My legs were too short.

I was five years old, just started school. Plodding home up the dusty track from the school bus I could not keep up with my sister (just turned 15). She disappeared around the bend in the road ahead of me, and I dragged on in the heat and the dust.

I couldn't kick a football.

It was Grade 3 and the boys and girls were now segregated in the school-yard. The teacher gave daily lectures about what she would do to any boys caught playing with the girls. The other boys disappeared after their footies each lunch-time while I surreptitiously talked to one of the girls. My big brother played football when he was home from Adelaide on the week-ends, but didn't have time or patience to teach us 'little ones', ("little shits,") to play.

When I was 10 years old I had a crush on another boy. His name was Rene, he had a perfect tan and glasses. I was so besotted I started writing a diary describing what he wore to school each day, and recording our very brief conversations. I begged my mother to let me have my first ever birthday party- just so I could invite him home. I had the party, but he didn't come. I realised that my feelings were 'different' to other boys.

One school holidays my mother and I saw a man wearing make-up and carrying a hand-bag in the main street of my home town- not a common sight in a country town in the 1970s. We were laughing about it over the dishes that night. My father said, 'I don't EVER want to see you dressed like that!'. That hurt - it still does. I have often thought my father knew all along that I was gay, and maybe blamed himself for it.

From my early teens I started having crushes- on teachers, school mates- none of them ever knew. For over twenty years this was the state of play for me. It was all a deep, dark secret, I dreaded to think what people would think of me if they knew about my feelings for other men.

Then, when I was almost 30, I told my closest friend- he said he had always known. He was incredibly supportive. I told one or two other friends, including two sisters I knew. I had to tell the second sister when I could see she was pretty obviously thinking I was boyfriend material.

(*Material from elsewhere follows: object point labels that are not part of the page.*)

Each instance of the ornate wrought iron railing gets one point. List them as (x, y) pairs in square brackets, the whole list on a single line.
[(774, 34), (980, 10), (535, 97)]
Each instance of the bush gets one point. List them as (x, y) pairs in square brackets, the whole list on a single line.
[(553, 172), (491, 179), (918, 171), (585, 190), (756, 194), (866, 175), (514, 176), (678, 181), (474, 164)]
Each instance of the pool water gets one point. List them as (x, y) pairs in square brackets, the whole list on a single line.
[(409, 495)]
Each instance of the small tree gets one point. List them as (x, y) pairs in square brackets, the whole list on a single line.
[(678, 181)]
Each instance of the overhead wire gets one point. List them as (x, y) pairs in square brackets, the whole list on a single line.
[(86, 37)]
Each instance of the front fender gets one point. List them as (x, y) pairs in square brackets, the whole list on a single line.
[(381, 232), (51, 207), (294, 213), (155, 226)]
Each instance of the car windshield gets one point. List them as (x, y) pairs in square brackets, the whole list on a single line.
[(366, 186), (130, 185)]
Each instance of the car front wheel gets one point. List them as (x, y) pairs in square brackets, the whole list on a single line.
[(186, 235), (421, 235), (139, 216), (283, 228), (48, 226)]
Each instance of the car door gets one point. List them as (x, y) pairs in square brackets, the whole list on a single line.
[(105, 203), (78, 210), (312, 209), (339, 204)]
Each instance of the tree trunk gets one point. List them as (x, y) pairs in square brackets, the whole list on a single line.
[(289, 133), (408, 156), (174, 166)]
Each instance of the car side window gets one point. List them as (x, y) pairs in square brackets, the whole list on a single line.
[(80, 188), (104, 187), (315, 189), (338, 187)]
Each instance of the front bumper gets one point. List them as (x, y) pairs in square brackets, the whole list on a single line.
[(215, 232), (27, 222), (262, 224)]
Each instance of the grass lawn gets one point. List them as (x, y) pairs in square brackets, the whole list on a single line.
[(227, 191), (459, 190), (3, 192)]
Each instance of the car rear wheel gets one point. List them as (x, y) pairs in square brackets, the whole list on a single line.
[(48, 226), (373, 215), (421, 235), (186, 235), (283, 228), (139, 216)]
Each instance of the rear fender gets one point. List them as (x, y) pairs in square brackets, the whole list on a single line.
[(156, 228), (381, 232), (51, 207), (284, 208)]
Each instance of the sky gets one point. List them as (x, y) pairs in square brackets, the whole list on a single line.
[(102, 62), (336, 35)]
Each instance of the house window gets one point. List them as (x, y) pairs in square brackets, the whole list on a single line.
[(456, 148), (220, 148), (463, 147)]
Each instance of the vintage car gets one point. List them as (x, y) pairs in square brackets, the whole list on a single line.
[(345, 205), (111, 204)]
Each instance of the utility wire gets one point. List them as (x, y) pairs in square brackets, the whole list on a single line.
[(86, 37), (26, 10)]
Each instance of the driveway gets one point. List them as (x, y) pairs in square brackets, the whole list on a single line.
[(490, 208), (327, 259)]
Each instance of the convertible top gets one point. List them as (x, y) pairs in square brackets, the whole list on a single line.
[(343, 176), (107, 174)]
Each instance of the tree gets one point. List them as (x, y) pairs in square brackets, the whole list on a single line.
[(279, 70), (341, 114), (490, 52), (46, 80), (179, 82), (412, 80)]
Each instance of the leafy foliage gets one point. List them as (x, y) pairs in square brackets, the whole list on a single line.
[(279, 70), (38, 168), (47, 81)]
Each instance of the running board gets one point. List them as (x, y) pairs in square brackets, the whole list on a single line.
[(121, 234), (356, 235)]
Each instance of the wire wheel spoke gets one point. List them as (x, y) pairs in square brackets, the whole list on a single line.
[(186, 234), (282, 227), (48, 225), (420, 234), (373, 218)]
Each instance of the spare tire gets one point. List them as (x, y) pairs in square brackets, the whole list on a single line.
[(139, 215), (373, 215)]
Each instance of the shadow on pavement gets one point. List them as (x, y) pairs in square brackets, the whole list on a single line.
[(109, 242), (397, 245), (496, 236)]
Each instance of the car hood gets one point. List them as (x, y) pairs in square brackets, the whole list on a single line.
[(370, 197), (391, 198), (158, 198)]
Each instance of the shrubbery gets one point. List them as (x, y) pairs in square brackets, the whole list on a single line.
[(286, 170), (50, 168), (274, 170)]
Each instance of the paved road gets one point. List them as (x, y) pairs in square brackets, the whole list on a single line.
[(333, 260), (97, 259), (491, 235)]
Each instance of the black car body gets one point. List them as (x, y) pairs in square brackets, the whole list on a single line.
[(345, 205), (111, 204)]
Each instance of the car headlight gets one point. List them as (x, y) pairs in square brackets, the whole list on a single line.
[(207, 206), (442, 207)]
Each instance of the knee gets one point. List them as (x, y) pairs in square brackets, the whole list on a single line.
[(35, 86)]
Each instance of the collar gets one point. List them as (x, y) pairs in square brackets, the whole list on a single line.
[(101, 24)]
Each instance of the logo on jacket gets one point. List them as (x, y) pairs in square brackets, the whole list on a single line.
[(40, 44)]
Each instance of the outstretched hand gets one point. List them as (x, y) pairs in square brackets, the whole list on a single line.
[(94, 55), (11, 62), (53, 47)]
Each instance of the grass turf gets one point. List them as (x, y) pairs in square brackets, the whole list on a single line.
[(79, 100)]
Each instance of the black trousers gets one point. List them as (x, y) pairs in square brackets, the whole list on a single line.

At age 36 I met my first boyfriend- at church, of all places. Our friendship was developing and we found we had more than just religion in common. We were both bowled over- I was walking around a few inches off the ground. He was older than me, but I was his first boyfriend too. We went out for six months. I met two gay friends of Rodney's who put me in touch with the Bfriend project at Adelaide Central Mission.

It took a lot of courage to phone up Desmond at Bfriend, but I felt at ease as soon as I walked into his office. I met other men at a dinner. 'They all seem normal!' I said on the phone to a friend in Canberra. He laughed, 'Well Anthony, you're pretty normal yourself, you know!' It was 2000- an exciting new millennium. I went to workshops and dinners, and to the Uniting Church 'Daring' conference on the Queen's Birthday week-end. I felt I had found 'my own people' at last, that I had never felt so at home, so completely myself.

I said to Rodney, 'You have opened up the world for me.' I am very glad I told him that, because a few months later he took his own life.

After this event I began to care a lot less about 'what people might think.' I just thought, bugger it! I began telling my family, work-mates, new people I met. It felt good. A counsellor who was helping me with Rodney's death and other issues said, 'You are coming home to yourself', 'At this rate we are going to have to burn that closet,' another friend said.

Some people were surprised when I told them I was gay, some were not. An old man genuinely wanted to understand, 'You know, heterosexual men have a roving eye - they are always looking at women.' Lowering his voice, he said to me, 'Is it like that for you- only it's other men?' In this same very public (church) forum, I made a statement: 'I am gay and I am a Christian.' Afterwards I said to a friend who is always encouraging everyone he knows to be very out, 'Is that out enough for you?!'

One day at church I ran into someone who years and years ago was in my youth group. 'So, have you got a girl?' he said. I took a deep breath, 'No - actually I'm gay.' 'Oh - I didn't know that. Well, have you got a boy?' It was beautiful. Short legs had not scarred me for life after all. Around this time a friend at work even taught me how to kick a football.